Conversely the aesthetic of Give Me Pity! is glam rock meets ’70s home workout video, with a 50% gaussian blur on top. It’s colorful and harsh. The almost Predator-like interstitials, or communication malfunctions (?), or alien interruptions (?), whatever you want to say they are, give us a complete shift in aesthetic. Having these soft tones and colors could have easily not worked with the tonal shift from soft to harsh, but somehow it does work. What’s most impressive with a period piece is not only getting the look but the feel. Since we know what TV, and humans, looked like in the ’70s it’s a bit easier to recreate the look, and believable. The problem with most ’70s and ’80s pieces, looking at you Stranger Things, is how overtly they try to recreate that time it feels disingenuous and looks farcical. Give Me Pity! nails the look and feel of the time so much it almost feels like a lost tape of the ’70s. Patrick Meade Jones’ cinematography really adds to the feel of erratic and entertaining camerawork.

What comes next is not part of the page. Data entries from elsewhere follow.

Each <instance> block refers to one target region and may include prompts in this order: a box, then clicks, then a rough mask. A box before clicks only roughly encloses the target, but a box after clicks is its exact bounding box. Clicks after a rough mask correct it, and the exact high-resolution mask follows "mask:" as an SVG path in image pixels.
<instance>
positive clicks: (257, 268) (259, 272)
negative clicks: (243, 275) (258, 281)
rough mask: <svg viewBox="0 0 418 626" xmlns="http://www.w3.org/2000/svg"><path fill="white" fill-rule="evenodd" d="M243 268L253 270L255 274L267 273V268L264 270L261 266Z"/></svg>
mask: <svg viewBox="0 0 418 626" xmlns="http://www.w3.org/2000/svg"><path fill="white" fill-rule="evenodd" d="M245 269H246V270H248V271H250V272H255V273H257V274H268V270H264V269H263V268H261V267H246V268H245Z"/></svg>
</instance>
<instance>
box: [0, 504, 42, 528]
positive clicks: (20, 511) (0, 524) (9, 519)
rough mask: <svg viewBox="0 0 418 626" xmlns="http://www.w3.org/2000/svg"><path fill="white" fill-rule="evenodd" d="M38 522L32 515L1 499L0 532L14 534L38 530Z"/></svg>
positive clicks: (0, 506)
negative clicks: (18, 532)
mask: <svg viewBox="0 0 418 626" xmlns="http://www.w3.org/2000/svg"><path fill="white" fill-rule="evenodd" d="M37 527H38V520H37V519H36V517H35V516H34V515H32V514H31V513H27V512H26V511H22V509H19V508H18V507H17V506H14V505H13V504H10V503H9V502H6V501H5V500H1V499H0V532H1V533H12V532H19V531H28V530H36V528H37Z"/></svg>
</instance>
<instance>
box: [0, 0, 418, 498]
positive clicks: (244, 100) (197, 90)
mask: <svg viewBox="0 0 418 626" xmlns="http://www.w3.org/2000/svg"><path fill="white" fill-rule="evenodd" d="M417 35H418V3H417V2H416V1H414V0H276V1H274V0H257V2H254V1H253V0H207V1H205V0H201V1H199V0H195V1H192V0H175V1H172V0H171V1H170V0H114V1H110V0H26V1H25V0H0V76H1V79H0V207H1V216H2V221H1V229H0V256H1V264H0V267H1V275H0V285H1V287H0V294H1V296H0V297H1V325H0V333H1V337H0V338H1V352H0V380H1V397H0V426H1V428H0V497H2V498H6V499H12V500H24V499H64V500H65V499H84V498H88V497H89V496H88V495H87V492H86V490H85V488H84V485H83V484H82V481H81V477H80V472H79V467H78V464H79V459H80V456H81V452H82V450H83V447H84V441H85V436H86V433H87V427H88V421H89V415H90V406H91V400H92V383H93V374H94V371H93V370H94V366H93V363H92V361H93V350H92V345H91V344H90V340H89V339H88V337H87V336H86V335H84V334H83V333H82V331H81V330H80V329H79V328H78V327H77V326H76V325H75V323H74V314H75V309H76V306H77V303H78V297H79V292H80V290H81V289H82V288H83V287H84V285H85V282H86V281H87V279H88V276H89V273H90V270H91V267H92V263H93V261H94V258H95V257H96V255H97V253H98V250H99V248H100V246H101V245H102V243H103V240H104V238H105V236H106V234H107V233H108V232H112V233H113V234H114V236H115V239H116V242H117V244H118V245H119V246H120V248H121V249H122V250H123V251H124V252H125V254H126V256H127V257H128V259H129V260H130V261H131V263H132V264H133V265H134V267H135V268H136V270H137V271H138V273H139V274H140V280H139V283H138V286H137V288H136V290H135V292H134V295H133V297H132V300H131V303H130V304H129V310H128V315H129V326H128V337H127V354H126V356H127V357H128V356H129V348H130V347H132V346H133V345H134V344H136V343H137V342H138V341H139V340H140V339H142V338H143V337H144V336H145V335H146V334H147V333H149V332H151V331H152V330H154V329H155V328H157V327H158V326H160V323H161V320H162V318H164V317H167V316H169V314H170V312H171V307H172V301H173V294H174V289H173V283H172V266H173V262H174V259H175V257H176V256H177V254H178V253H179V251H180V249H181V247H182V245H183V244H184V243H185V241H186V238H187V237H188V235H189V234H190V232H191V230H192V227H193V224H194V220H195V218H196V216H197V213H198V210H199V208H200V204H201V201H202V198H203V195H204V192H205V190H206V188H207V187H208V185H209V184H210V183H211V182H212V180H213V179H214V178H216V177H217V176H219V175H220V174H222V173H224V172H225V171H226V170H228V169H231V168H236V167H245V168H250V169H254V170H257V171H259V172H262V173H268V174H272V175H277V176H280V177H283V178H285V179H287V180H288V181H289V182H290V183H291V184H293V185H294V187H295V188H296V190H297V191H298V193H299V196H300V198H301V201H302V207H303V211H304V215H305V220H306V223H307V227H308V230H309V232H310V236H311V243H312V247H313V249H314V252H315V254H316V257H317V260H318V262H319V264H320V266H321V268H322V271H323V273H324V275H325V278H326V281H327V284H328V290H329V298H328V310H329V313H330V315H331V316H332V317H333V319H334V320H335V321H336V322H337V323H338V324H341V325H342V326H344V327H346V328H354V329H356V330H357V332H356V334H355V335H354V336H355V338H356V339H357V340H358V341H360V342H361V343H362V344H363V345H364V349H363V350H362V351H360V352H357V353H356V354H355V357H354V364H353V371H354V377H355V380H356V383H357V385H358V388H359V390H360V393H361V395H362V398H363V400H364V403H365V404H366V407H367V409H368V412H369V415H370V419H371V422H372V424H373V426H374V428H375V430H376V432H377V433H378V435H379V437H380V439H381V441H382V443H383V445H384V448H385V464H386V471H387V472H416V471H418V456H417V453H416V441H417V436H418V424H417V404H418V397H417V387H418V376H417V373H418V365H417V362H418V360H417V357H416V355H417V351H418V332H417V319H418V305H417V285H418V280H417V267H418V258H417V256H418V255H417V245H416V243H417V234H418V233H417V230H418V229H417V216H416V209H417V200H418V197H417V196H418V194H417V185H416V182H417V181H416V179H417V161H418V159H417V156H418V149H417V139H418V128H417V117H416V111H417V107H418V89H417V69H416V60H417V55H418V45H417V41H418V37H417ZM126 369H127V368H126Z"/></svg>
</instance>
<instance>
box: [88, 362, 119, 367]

One thing these two films share is how coherent, consistent, and purposeful the direction is. Give Me Pity! is written and directed by Amanda Kramer, and it is directed very well. I would be interested to see the screenplay for this film, and desperately want to know how much character work went into this. Kramer’s direction of Sophie von Haselberg is on point and, as I said earlier, Haselberg is a goddamn star! The concept for this film is neat, but it’s the execution that takes this idea to a whole new level. This really feels like a passion project through and through, and it is executed like one, too. Amanda Kramer is an auteur, and I’d fight anyone who said differently.
The Elderly was written by Raúl Cerezo, Rubén Sánchez Trigos, and Javier Trigales and directed by Raúl Cerezo, and Fernando González Gómez. Usually, when there are more than two writers on a film the screenplay can feel a bit slogged and overwritten, but there was no such issue here. The same could also be said for the direction, at no point did it feel like there was a difference in direction between scenes. Cerezo and Gómez’s direction of the actors was fantastic, it definitely helped they had a pretty stacked cast with the standout being Zorion Eguileor whose commanding presence solely made The Platform enjoyable. The direction of this film is deliberate and effective, working hand in hand with an excellent script. The major aspect of this film that stuck out to me is the weaponization of Alzheimer’s; it’s not a new subject in horror, but I don’t think it has been done as effectively as it has with The Elderly. A perfect double feature with this film would HAVE to be Gasper Noe’s Vortex. Get ready to have your emotions wrecked.
Give Me Pity! and The Elderly are two very different films, each succeeding in their own special way by standing out with their originality. It’s gotten to the point where I can’t think of one without thinking of the other. Two impressive genre films, leaving me with different emotions, but ultimately leaving me thrilled, excited, and invigorated. There is a lesson here, somewhere, I’m just not sure what it is. At the very least Fantastic Fest has proven horror is not in decline, despite what a lot of genre fans are saying.